Potassium is needed by the body to regulate blood pressure level, build proteins, and use carbohydrates, keep up with the pH balance of the blood and support normal growth. Food sources full of potassium are beef, fish, raisins, bananas, cantaloupe, potatoes and tomatoes. Potassium deficiency causes hypokalemia, the signs and symptoms of which are muscle cramps, paralysis and abnormal heartbeat.
It is essential for chemical reactions in your body.
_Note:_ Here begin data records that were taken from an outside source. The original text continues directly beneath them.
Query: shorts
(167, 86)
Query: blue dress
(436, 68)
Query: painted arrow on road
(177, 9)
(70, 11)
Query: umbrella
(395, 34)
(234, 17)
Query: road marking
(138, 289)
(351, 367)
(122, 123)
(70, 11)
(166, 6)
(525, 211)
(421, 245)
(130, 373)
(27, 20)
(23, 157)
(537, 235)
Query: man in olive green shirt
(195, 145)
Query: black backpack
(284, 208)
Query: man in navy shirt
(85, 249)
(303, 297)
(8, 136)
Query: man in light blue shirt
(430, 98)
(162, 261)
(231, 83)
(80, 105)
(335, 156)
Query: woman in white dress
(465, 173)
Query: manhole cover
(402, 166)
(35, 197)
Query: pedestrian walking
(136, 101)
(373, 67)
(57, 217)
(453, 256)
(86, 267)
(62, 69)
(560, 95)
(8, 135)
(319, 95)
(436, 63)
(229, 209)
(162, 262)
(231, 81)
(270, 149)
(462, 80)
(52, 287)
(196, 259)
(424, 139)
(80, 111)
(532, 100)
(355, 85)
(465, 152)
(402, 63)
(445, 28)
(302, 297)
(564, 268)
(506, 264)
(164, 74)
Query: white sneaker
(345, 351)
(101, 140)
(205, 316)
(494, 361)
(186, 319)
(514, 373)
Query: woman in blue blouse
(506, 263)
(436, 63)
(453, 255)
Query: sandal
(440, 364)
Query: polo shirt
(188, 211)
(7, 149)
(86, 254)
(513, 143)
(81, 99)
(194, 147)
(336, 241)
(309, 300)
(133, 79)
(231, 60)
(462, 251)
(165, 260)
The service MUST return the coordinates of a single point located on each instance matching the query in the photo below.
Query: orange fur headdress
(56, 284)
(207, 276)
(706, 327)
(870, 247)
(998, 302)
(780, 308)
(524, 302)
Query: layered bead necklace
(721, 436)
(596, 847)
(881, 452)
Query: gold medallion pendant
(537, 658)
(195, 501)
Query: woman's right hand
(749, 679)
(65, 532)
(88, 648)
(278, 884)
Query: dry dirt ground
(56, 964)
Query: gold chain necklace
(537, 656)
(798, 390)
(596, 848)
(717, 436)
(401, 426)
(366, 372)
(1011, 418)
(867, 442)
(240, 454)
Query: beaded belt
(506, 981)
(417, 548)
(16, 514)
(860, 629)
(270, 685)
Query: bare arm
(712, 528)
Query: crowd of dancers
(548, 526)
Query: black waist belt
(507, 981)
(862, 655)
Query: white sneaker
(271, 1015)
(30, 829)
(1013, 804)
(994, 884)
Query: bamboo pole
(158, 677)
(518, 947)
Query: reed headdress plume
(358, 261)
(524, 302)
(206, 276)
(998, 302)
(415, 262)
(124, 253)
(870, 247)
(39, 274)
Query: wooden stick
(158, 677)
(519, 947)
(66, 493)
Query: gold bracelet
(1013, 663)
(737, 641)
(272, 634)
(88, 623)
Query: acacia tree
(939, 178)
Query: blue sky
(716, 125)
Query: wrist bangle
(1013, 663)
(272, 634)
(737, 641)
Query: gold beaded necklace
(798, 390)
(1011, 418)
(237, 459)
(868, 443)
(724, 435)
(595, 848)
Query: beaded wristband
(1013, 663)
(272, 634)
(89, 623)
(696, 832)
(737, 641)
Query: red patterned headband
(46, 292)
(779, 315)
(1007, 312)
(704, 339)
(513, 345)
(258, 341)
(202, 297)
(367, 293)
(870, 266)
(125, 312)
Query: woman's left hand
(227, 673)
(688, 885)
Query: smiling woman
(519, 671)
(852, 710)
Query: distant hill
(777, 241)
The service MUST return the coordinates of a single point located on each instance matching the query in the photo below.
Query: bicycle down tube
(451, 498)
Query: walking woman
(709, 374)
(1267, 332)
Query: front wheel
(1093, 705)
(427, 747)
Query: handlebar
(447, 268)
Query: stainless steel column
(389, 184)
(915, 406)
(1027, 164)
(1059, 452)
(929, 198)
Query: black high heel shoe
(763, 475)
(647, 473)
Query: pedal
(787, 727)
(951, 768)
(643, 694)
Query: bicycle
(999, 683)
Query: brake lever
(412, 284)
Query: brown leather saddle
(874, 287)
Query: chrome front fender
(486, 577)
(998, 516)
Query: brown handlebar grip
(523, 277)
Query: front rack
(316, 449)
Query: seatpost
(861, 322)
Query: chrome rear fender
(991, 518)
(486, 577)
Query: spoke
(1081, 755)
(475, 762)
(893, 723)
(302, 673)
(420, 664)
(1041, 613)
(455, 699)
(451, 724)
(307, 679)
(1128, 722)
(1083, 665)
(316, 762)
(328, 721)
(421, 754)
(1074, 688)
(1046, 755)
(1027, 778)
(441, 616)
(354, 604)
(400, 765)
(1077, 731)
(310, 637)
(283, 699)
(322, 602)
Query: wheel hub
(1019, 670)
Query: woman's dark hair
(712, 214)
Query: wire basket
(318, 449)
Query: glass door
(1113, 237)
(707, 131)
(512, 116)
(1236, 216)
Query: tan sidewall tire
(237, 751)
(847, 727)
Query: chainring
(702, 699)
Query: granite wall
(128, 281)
Zinc is present in organs, body secretions, tissues and fluids. It is crucial in keeping your immune system healthy. It fights against infections and accelerates the healing of wounds. Zinc can be acquired from the consumption of beef, chicken, eggs, nuts, whole grain products, dairy products, and oysters. Deficiency in zinc causes anorexia, aggravates pneumonia and diarrhoea and affects the healthiness of the mother and foetus during pregnancy.
Iron is among the most important minerals as it is necessary for energy metabolism. It helps within the production of red blood cells that carry oxygen through the body. Iron is also needed by the immune system for its functioning. The primary sources of iron are steak, fish, poultry, shellfish, egg yolks, legumes, dried fruits and dark leafy greens. Deficiency in iron causes fatigue, dizziness, hair thinning and impaired immune function.
It’s the most abundantly present mineral in your body. Calcium helps in building strong bones and teeth. It may also help in nerve transmissions, regulating blood pressure level, muscle function and hormone secretion. The very best sources of calcium are milk, milk products, spinach and kale. Calcium deficiency results in osteoporosis or brittle bones and tetany, which in turn causes muscle cramps, numbness and tingling in limbs.